South African National Bioinformatics Institute
- Formation: 1996; 29 years ago
- Founder: Winston Hide
- Type: nonprofit organisation
- Purpose: bioinformatics biotechnology genomics health research
- Headquarters: Cape Town, South Africa
- Coordinates: 33°55′54″S 18°37′28″E﻿ / ﻿33.9316406°S 18.6244322°E
- Website: www.sanbi.ac.za

= South African National Bioinformatics Institute =

Research institute within the University of the Western Cape, South Africa

The South African National Bioinformatics Institute (SANBI) is a non-profit organisation in Cape Town, South Africa dedicated to bioinformatics, biotechnology and genomics in health research.

SANBI maintains current collaborations with institutes and laboratories at Harvard University, Oxford University, Cambridge University, Stanford University, the Pasteur Institute, the RIKEN institute, the Allen Institute for Brain Science, the Institut National de la Santé et de la Recherche Médicale and the European Bioinformatics Institute.

SANBI is the South African national node of the European Molecular Biology Network, the regional site for the World Health Organization African centre for training in pathogen bioinformatics, and an affiliate of the Ludwig Institute for Cancer Research.
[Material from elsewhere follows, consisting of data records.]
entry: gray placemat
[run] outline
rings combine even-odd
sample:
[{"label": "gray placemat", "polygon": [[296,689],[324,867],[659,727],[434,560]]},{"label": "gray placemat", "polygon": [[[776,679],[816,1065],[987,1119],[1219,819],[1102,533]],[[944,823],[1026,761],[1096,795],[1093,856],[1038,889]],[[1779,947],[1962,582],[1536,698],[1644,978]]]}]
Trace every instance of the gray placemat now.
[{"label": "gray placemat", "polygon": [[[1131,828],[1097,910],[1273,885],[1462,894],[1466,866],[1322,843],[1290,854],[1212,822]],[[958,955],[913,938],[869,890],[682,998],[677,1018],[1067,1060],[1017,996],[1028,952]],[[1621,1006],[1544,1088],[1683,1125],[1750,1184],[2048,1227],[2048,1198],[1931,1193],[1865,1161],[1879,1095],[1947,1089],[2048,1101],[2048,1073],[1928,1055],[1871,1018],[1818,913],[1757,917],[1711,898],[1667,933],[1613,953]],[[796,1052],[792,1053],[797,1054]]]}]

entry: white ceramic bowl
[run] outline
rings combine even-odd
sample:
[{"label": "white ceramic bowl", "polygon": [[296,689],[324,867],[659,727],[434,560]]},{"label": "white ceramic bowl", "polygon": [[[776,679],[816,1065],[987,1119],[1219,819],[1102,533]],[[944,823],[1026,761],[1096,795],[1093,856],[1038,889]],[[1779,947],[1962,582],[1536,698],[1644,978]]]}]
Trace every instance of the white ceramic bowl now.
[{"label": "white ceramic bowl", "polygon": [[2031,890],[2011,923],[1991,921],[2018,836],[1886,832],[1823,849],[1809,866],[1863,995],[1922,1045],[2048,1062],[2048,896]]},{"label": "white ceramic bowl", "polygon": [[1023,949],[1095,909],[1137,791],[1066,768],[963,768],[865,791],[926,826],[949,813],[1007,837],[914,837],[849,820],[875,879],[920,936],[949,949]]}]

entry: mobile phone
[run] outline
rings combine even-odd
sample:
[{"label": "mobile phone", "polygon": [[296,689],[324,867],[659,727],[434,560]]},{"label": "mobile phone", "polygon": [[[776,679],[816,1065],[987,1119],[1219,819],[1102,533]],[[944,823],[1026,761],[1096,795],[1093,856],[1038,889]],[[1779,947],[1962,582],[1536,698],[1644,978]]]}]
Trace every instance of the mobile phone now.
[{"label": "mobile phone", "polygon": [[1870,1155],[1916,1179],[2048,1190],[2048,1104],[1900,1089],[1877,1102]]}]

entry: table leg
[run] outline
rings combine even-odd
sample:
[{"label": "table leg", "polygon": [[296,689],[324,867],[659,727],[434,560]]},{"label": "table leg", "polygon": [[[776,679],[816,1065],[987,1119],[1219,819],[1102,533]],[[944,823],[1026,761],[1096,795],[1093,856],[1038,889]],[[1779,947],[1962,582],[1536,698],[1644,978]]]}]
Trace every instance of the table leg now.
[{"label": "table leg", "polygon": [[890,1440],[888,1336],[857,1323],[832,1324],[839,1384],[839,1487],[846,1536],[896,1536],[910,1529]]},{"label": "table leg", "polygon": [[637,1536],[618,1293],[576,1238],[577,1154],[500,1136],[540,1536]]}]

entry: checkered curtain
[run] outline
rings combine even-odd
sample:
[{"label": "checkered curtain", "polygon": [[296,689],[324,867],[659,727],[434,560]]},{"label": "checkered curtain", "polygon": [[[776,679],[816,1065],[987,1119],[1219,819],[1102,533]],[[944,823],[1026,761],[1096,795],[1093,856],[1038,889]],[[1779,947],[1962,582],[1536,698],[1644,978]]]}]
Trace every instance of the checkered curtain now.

SANBI is funded by several organisations including the South African Medical Research Council, the National Research Foundation of South Africa, the Claude Leon Foundation, the John E. Fogarty Foundation for International Health at the National Institutes of Health, and the European Commission.

SANBI was founded in 1996 by computational biologist Winston Hide, the founding director, as part of the faculty of Natural Sciences of the University of the Western Cape. The SANBI research team includes faculty in the areas of genetic diversity, gene regulation, cancer, sleeping sickness and the Human Immunodeficiency Virus.